したがって地方公共団体の議会の同意を得る必要はない。
なお、「一の」というのは、「特定の」という意味である。
たとえば、旧軍港市転換法(軍事利用されていた港を持つ市を平和産業港湾都市に転換させる法律)は、4つの市(横須賀市、佐世保、舞鶴市、呉市)に適用される地方自治特別法である。
また、本規定は他機関関与がなくとも、国会の意思のみによって立法できるとされている「国会単独立法の原則」の例外である。
普通地方公共団体は、法定受託事務についても条例を制定することができるが、条例に違反した者に対する刑罰を規定するには、個別の法律による委任を必要とする。 2.誤り
普通地方公共団体は、法令に違反しない限りにおいて第2条第2項の事務に関し、条例を制定することができる(地方自治法14条1項)。
また、この「事務」には、自治事務、法定受託事務のいずれも含んでいるとされる。
ただし、「条例によって刑罰を定める場合には、法律の授権が相当な程度に具体的であり、限定されておればたりる」(最大判昭和37年5月30日)とされているため、条例で刑罰を定めるには、個別の法律による委任までは必要とされていない。

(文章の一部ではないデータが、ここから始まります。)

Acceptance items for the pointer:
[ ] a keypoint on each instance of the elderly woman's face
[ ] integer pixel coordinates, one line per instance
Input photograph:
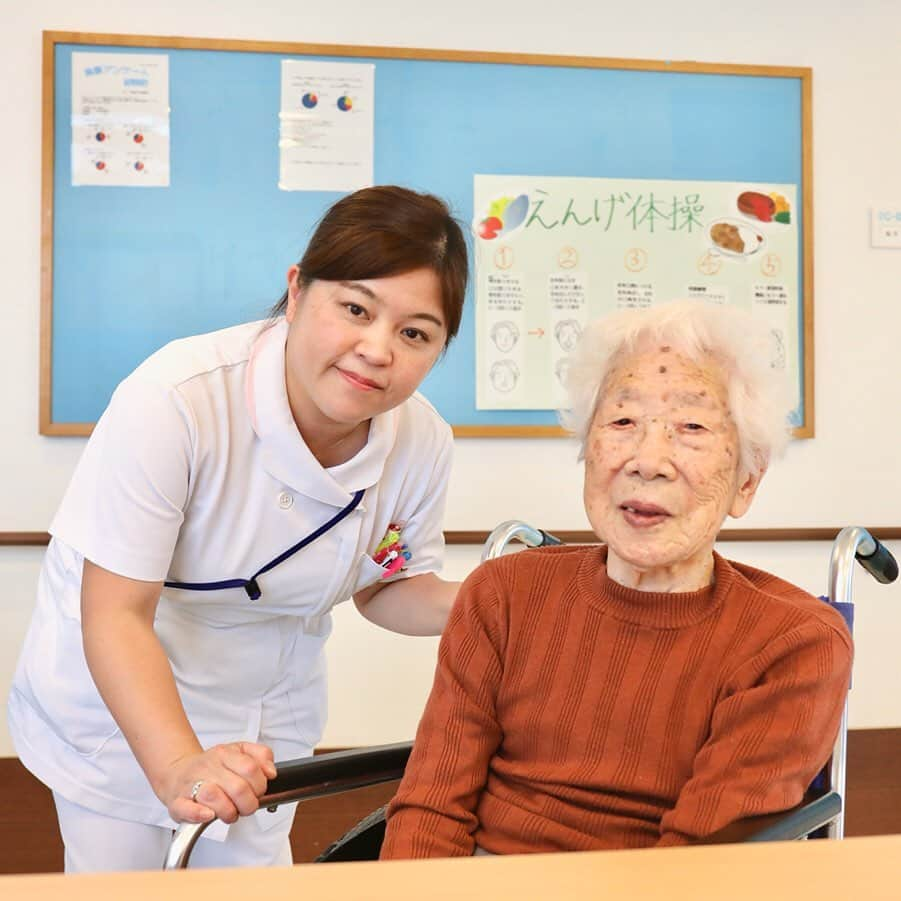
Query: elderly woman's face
(662, 469)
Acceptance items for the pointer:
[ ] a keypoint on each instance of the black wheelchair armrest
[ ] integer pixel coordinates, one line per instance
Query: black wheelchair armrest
(329, 774)
(801, 821)
(813, 813)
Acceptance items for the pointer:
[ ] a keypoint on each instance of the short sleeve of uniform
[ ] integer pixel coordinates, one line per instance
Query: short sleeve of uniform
(422, 504)
(124, 506)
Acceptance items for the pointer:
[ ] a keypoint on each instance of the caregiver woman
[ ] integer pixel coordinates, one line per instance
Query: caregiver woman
(237, 487)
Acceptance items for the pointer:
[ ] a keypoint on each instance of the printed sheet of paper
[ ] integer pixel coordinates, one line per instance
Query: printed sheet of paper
(120, 119)
(326, 126)
(553, 253)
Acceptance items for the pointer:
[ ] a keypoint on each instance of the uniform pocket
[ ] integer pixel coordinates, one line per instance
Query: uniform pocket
(368, 572)
(65, 692)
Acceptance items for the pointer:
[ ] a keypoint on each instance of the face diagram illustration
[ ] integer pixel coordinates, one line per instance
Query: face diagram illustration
(567, 332)
(504, 335)
(504, 376)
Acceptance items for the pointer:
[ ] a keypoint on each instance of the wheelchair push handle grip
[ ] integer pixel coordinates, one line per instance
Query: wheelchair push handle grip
(880, 564)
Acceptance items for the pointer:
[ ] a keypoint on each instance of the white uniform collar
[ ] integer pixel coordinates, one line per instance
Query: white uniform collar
(285, 455)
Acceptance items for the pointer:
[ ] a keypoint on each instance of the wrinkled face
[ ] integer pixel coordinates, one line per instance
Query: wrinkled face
(661, 461)
(356, 349)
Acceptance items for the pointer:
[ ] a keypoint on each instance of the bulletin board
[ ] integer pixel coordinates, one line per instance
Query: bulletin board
(125, 269)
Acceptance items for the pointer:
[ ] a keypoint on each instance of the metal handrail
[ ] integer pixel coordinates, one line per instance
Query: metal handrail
(306, 778)
(852, 543)
(503, 534)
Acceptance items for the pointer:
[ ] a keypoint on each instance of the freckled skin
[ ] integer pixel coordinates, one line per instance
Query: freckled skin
(663, 436)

普通地方公共団体の長は、その権限に属する事務に関し、規則を制定することができ、条例による委任のある場合には、規則で刑罰を規定することもできる。 3.誤り
普通地方公共団体の長は、規則で過料を科する旨を規定することはできるが、規則に違反した者に対し、刑罰の規定を設けることはできない。
普通地方公共団体の長は、法令に特別の定めがあるものを除くほか、普通地方公共団体の規則中に、規則に違反した者に対し、5万円以下の過料を科する旨の規定を設けることができる(地方自治法15条2項)。

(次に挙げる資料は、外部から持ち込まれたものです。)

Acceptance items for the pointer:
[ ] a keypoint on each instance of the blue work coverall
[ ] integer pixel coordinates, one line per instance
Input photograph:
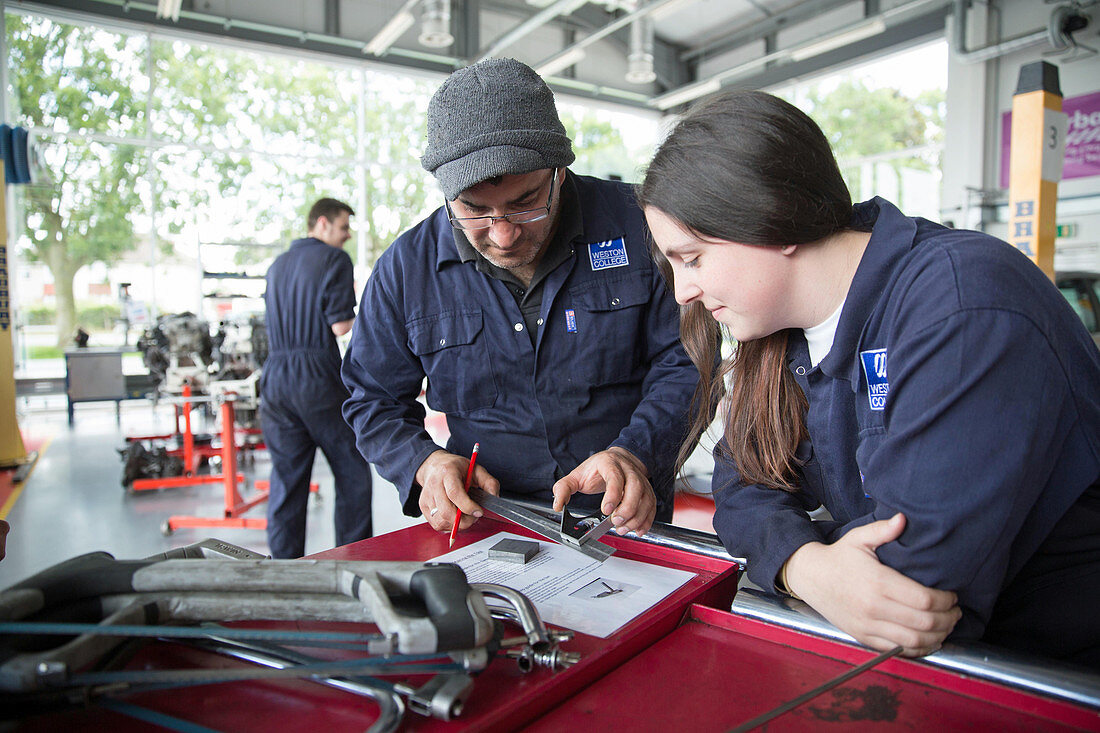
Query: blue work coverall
(309, 287)
(963, 391)
(605, 368)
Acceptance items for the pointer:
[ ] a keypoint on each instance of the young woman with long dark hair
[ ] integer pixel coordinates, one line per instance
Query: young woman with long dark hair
(928, 386)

条例の制定は、普通地方公共団体の議会の権限であるから、条例案を議会に提出できるのは議会の議員のみであり、長による提出は認められていない。 4.誤り
普通地方公共団体の長は、条例案の提出をすることができる。
普通地方公共団体の長は、普通地方公共団体の議会の議決を経べき事件につきその議案を提出することができ(地方自治法149条1号)、ここにいう「普通地方公共団体の議会の議決を経べき事件」には、「条例を設け又は改廃すること」が含まれている(地方自治法96条1項1号)。
普通地方公共団体の議会の議員および長の選挙権を有する者は、法定数の連署をもって、当該普通地方公共団体の長に対し、条例の制定または改廃の請求をすることができるが、地方税の賦課徴収等に関する事項はその対象から除外されている。 5.正しい
制定又は改廃の請求ができる条例の内容は、「地方税の賦課徴収並びに分担金、使用料及び手数料の徴収に関するものを除く」とされている(地方自治法74条1項かっこ書き)。